Dilatation –can provide long-lasting symptom relief.  Dilatation is infrequently utilized in pediatrics and virtually never in absence of other therapies.

On a side note, in my training I was taught that there were 3D’s to treating every patient: diet, drugs, and demeanor — a good attitude goes a long way, particularly in an uncertain world.

Additional references:

  • -Gastroenterology 2011; 141: 1593.  anti-IL-5.  partially effective for EoE.
  • -JPGN 2010; 51: 723. n=91.  Incidental gastric eosinophils does not predict a worse response to fluticasone then isolated EoE.
  • -Clin Gastro & Hepatology 2011; 9: 400 (editorial 370). Budesonide at dose of 0.25mg BID was partially effective in adult cohort of n=28.
  • -Aceves SS et al. Allergy 2010; 65: 109-116. 3 month course of budesonide can lead to resolution of esophageal remodeling. Lamina propria fibrosis resolution correlates with response to topical steroids. Examined effect on lamina propria after 3 months of Rx.
  • -Gastroenterology 2010; 139: 1526. n=36. (summary pg 1429) 15 day course of budesonide (1mg BID). 13/18 in Rx group had improved dysphagia, 72% wiht histologic remission, 92% reduction in eosinophil count. Did not seem to matter if “allergic” or not. 3 pts developed mild candida.
  • -Gastroenterology 2010; 139: 418. Randomized placebo study showed effectiveness.n=15 Rx (n=9 placebo). 87% of Rx group responded.  2ml of water with 0.5gm pulmicort and mixed it with 4-5 packets of splenda.
  • -JPGN 2007; 45: 281/370/319. Review/research symposium/subepithelial fibrosis associated with EoE & dysphagia.
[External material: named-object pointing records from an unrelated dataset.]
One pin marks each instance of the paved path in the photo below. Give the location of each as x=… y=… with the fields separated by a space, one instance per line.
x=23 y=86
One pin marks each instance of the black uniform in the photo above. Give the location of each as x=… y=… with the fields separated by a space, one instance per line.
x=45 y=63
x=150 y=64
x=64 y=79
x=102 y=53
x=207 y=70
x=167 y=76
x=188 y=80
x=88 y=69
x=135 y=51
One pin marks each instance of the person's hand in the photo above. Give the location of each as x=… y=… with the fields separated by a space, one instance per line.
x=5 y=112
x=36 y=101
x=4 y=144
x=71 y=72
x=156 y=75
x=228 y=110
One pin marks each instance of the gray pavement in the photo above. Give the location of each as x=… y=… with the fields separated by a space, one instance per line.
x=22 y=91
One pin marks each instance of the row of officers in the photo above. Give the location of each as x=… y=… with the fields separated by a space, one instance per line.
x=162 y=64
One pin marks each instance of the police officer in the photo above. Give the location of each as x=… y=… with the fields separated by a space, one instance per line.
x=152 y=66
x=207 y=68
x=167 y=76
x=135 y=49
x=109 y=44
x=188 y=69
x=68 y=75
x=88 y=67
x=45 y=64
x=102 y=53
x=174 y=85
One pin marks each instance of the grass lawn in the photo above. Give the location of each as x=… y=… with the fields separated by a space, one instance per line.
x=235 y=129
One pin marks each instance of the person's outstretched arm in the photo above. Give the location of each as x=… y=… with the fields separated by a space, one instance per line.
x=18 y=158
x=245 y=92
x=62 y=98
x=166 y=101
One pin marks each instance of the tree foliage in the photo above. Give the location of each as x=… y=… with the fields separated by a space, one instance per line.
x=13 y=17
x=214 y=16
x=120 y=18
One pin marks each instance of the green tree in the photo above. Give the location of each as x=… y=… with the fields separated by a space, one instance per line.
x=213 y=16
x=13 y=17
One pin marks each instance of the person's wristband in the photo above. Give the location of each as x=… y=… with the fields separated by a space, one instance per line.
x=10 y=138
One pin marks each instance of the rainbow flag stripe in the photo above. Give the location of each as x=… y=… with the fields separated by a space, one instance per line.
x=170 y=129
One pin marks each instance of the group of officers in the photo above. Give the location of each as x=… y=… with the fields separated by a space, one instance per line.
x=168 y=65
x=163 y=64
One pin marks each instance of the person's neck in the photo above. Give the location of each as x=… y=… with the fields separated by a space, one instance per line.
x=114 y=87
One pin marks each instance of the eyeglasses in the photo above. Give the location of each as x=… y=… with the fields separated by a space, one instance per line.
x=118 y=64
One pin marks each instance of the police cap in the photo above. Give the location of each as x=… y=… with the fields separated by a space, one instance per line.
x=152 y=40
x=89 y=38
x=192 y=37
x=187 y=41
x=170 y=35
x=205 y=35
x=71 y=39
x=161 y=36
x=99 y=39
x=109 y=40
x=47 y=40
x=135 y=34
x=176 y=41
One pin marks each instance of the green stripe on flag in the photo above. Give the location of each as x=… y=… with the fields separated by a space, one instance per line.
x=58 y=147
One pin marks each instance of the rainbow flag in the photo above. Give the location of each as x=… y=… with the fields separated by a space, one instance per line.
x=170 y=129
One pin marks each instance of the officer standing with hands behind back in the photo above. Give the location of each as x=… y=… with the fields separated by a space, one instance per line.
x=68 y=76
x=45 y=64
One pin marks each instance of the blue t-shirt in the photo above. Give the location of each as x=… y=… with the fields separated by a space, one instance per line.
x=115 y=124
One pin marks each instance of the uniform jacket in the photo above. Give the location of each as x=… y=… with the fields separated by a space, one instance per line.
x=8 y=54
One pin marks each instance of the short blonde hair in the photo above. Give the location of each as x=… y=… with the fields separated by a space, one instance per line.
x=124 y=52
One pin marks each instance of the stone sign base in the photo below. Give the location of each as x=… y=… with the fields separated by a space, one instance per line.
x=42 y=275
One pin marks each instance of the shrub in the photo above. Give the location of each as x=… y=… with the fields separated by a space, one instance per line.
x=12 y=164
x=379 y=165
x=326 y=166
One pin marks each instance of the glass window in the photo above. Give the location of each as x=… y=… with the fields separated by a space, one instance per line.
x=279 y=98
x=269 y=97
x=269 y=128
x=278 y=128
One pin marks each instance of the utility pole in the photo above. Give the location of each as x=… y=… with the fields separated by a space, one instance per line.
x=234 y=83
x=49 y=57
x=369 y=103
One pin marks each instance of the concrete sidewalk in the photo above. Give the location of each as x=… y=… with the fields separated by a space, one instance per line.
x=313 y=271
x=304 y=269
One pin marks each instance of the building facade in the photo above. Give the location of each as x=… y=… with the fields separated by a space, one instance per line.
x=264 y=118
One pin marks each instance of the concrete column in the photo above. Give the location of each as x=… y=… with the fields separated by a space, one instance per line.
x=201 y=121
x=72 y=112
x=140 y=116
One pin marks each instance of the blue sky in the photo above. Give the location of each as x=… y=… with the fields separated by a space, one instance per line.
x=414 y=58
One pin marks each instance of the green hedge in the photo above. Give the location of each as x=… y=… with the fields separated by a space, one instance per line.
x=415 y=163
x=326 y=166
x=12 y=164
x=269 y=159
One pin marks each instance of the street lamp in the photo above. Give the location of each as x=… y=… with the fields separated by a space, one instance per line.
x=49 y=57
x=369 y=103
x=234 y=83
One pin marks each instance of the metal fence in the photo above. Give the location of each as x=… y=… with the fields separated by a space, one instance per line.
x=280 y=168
  • -JPGN 2007; 45: 22-31. Th2 Immunity w Eotaxin-3/ C-C chemokine receptor in EoE.
  • -Gastroenterology 2006; 131: 1381-1391. Randomized double-blind, placebo-controlled trial of fluticasone for EoE: 880mcg divided bid; n=21 Rx, n=15 placebo. 50% (vs 9% controls) achieved histologic remission; Rx more effective in those w/o detectable food allergies. 67% (vs. 27% controls) resolution of vomiting.
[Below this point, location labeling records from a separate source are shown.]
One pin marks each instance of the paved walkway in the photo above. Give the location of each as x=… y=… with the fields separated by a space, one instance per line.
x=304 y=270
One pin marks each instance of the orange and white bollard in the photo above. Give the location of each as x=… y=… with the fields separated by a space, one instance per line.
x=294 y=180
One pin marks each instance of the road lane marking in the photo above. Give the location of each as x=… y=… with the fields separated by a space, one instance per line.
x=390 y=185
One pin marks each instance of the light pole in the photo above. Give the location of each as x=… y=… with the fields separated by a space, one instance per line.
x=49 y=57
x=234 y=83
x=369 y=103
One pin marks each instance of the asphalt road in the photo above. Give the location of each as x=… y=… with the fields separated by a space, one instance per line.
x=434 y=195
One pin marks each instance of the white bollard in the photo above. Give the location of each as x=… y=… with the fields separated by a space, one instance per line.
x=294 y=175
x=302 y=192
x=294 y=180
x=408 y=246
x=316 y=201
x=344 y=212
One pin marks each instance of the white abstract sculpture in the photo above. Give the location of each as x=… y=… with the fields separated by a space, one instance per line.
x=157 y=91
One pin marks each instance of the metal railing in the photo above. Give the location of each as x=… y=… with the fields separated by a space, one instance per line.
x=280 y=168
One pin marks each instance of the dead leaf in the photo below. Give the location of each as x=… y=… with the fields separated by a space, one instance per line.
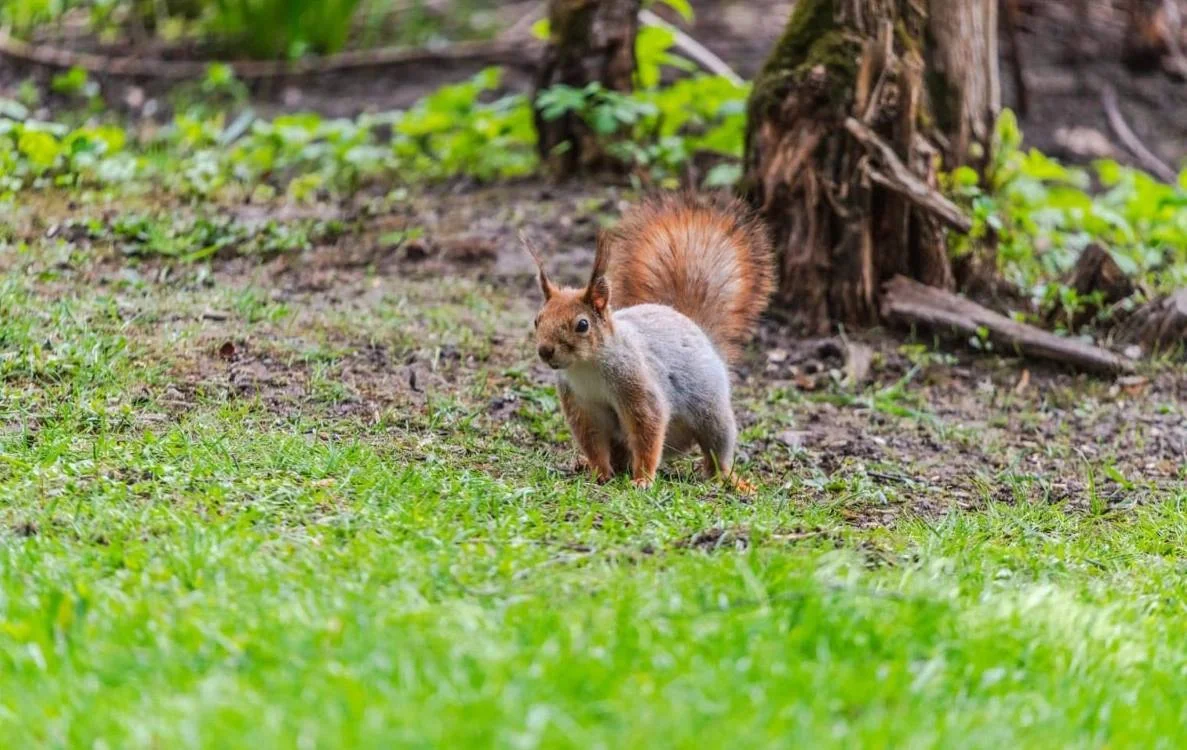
x=792 y=438
x=1132 y=385
x=1023 y=382
x=858 y=358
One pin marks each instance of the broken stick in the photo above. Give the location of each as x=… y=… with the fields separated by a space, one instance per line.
x=909 y=302
x=897 y=177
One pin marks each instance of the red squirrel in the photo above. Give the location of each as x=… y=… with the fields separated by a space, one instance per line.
x=642 y=350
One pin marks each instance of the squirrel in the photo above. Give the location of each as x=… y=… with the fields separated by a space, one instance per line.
x=647 y=377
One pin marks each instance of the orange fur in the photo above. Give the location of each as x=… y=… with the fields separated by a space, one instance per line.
x=709 y=259
x=646 y=426
x=595 y=446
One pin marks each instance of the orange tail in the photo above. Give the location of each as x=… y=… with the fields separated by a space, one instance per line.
x=709 y=258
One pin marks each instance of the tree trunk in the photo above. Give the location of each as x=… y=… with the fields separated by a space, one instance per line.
x=849 y=122
x=590 y=40
x=1151 y=33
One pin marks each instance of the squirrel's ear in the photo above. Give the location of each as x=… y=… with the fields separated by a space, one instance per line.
x=546 y=286
x=597 y=293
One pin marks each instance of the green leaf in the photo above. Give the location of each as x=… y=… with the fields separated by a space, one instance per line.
x=723 y=176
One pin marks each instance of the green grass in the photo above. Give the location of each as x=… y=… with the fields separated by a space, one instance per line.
x=230 y=573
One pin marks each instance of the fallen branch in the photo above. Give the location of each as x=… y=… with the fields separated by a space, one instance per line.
x=506 y=52
x=899 y=178
x=696 y=51
x=1130 y=140
x=1160 y=324
x=1095 y=272
x=916 y=304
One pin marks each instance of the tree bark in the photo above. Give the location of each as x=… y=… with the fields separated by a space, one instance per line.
x=921 y=78
x=590 y=40
x=1153 y=32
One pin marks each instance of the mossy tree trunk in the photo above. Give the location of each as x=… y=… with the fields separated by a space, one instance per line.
x=590 y=40
x=855 y=112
  • -Clin Gastro & Hep 2007; 5: xxiv. EoE causing Boerhaave’s syndrome (spontaneous rupture)
  • INCREASED FRAGILITY: -Gastrointest Endosc 2003; 57: 407-12. -Clin Gastro Hepatolo 2003; 1: 433-37.
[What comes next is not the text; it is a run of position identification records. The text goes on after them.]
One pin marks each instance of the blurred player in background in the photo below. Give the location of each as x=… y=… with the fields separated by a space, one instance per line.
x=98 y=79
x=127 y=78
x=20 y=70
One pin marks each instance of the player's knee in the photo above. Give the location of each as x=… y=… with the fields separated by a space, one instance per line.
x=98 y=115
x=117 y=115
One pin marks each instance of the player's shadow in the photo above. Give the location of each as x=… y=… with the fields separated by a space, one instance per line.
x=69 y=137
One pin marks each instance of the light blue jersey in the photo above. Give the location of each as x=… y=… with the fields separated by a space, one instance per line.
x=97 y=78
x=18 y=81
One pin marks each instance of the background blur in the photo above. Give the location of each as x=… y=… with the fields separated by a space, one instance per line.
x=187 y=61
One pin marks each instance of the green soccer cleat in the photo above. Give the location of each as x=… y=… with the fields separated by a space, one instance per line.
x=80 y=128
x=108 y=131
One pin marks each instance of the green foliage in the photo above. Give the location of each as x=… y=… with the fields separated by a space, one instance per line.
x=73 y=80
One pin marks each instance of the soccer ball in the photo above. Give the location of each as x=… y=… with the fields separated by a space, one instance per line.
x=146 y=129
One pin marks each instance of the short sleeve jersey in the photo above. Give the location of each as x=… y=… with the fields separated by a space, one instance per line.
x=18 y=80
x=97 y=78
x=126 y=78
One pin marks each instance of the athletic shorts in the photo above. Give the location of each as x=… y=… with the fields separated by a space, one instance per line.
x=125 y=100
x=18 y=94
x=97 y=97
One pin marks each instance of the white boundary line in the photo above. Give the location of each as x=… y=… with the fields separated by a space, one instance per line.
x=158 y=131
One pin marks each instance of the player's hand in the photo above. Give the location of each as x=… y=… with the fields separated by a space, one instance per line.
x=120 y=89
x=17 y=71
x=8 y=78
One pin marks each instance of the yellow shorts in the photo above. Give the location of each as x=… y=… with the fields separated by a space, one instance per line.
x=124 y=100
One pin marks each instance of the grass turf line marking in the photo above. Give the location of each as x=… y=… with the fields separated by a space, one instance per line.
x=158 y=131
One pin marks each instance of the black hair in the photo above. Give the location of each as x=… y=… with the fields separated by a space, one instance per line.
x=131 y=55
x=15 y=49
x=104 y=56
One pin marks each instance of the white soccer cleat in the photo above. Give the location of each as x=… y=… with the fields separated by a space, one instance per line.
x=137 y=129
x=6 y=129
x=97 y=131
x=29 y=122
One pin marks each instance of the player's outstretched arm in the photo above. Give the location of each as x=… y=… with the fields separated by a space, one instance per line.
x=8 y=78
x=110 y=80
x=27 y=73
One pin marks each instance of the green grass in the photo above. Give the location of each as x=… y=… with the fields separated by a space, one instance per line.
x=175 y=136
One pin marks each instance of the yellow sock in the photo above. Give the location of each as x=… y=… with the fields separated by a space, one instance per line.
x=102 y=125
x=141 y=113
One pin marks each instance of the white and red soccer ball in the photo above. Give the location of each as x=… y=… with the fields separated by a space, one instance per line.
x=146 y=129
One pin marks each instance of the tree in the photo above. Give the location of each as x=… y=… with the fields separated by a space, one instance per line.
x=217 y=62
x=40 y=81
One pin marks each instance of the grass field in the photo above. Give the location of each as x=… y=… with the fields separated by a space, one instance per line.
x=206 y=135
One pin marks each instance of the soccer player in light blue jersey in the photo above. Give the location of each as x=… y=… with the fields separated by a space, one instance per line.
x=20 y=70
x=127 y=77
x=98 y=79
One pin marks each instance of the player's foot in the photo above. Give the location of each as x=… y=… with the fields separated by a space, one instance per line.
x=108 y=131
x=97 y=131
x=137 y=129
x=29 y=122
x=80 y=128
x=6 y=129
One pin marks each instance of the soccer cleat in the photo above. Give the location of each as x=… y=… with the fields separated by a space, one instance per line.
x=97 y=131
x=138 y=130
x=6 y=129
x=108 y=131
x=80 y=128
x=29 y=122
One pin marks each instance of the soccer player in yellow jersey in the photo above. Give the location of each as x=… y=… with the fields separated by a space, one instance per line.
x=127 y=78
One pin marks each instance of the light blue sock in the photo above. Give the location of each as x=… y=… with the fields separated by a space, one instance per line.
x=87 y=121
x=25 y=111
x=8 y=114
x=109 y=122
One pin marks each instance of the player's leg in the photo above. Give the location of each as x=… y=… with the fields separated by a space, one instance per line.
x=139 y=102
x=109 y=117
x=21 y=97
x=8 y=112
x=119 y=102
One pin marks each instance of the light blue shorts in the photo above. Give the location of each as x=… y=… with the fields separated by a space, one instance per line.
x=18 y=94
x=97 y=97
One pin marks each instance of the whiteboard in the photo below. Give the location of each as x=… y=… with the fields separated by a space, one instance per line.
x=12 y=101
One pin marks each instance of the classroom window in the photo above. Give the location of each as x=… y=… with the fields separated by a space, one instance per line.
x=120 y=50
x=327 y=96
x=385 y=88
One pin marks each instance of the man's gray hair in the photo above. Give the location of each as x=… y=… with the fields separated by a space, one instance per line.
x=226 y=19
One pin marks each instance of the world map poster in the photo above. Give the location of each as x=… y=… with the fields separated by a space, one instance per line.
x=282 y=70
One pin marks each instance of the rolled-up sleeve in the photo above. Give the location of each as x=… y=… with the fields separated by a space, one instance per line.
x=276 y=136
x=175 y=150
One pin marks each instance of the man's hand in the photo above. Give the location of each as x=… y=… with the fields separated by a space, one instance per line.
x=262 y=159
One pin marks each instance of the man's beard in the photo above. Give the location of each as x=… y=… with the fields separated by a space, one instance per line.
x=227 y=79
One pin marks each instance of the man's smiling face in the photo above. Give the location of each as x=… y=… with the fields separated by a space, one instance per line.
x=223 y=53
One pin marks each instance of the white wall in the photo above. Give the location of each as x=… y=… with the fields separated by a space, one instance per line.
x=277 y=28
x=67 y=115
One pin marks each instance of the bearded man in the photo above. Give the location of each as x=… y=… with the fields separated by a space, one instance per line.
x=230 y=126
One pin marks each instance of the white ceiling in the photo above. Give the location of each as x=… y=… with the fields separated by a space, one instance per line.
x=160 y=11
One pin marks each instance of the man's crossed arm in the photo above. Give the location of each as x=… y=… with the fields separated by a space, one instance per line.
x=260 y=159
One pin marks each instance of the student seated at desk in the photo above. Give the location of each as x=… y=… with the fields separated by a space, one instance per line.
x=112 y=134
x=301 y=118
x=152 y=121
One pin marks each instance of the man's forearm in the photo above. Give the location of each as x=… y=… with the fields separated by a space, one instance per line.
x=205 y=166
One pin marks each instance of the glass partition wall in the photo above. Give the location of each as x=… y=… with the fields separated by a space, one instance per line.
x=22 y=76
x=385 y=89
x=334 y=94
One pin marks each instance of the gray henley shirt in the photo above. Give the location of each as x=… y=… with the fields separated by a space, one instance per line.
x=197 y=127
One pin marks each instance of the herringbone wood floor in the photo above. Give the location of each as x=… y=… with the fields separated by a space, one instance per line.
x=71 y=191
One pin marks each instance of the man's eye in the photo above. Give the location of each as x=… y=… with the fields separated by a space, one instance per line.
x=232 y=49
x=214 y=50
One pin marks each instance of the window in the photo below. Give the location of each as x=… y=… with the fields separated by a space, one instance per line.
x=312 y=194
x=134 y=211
  • -Clin Gastro & Hep 2006; 4: 1328. absolute eosinophilia (AEC 440 vs 140 controls), eosinophil-derived neurotoxin, and eotaxin-3 act as biomarkers of EE activity.
  • -Gastroenterology2006; 131: 2018 (-J Clin Invest 2006; 116: 536-547. ) Eostaxin-3/EcE transcript signature.
  • -J Pediatr 2005; 147: 540 Picture of ringed esophagitis.
  • -JPGN 2004; 39: S8 [abstract 0005]. CHOP experience in 250 pts. NG elemental diet was most effective. ~6% of pts presenting with GER. Strict avoidance of allergens needed.